I think I first heard about that issue in the 80s. Let me just take an Erlang perspective on this for a few minutes. Ignoring types, the classic foldl in Erlang (which is strict) is foldl(F, A, [X|Xs]) -> foldl(F, F(X, A), Xs); foldl(_, A, []) -> A. In a strict language, you have to wait for F to finish before you can go on to the next element. In a non-strict language, you don't. The interesting question is how far F can get just given X, before it has to look at A. Suppose we can factor F(X, A) into G(H(X), A) where H is rather time-consuming, but G is cheap (maybe it's an add). So we write foldl_map(G, H, A, [X|Xs]) -> foldl_map(G, H, G(H(X), A), Xs); foldl_map(_, _, A, []) -> A. Now we can parallelise it. We'll spark off a separate thread for each call of H. pfoldl_map(G, H, A, Xs) -> Outer = self(), Pids = [spawn(fun () -> Outer ! {self(),H(X)} end || X <- Xs], foldl(G, A, [receive {Pid,Val} -> Val end | Pid <- Pids]). If N is the length of the list and G is O(1) we have O(N) time to traverse the list and O(N) time to collect and fold the results. The H calculations can take place in parallel. Provided each H calculation is expensive enough, we may not _care_ about the O(N) bits.

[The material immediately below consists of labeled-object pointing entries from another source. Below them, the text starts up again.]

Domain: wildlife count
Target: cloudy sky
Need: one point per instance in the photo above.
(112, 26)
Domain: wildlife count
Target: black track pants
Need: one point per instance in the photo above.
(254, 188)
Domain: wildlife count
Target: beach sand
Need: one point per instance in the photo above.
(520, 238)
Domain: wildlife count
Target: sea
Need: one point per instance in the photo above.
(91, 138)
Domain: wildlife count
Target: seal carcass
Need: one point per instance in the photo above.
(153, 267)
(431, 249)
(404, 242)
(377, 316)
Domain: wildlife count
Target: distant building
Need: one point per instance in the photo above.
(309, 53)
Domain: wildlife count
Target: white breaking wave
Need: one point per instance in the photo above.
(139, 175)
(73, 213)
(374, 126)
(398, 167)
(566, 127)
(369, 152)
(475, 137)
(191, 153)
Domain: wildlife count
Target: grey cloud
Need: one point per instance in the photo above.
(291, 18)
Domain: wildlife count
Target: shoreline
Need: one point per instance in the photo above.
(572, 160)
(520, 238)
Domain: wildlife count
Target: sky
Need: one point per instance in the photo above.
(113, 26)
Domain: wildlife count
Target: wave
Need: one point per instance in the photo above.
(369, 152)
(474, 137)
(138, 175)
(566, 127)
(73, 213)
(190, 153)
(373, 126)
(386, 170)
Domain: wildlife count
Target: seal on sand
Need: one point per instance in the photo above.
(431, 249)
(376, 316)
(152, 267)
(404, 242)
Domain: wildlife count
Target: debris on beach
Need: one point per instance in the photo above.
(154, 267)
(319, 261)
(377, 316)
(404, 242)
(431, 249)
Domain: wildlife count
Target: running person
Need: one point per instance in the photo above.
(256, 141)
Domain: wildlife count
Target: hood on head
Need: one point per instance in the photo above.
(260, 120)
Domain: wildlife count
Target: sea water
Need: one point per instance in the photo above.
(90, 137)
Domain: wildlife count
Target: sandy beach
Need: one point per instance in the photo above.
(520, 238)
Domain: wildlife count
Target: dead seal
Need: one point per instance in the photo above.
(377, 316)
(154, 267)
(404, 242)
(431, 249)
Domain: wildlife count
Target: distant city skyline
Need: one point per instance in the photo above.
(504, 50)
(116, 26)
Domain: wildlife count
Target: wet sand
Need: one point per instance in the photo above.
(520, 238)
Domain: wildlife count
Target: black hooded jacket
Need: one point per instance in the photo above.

In fact, if they aren't, we probably shouldn't be worrying about parallelism here. The problem exists when we *can't* factor F(X, A) into G(H(X), A) with a cheap G and costly H. Then divide-and-parallel-conquer using k-way trees gives us a computation depth of $\log_k N$ calls of G waiting for results to come back. As I say, I met this stuff in the 80s. It's hardly news. Indeed, if I remember correctly, back when Occam was hot stuff people were worried about PAR i = 0 for n ... which forks n processes. Doing that one at a time in the parent process takes O(n) time. I believe something was done about making this work by recursive bisection.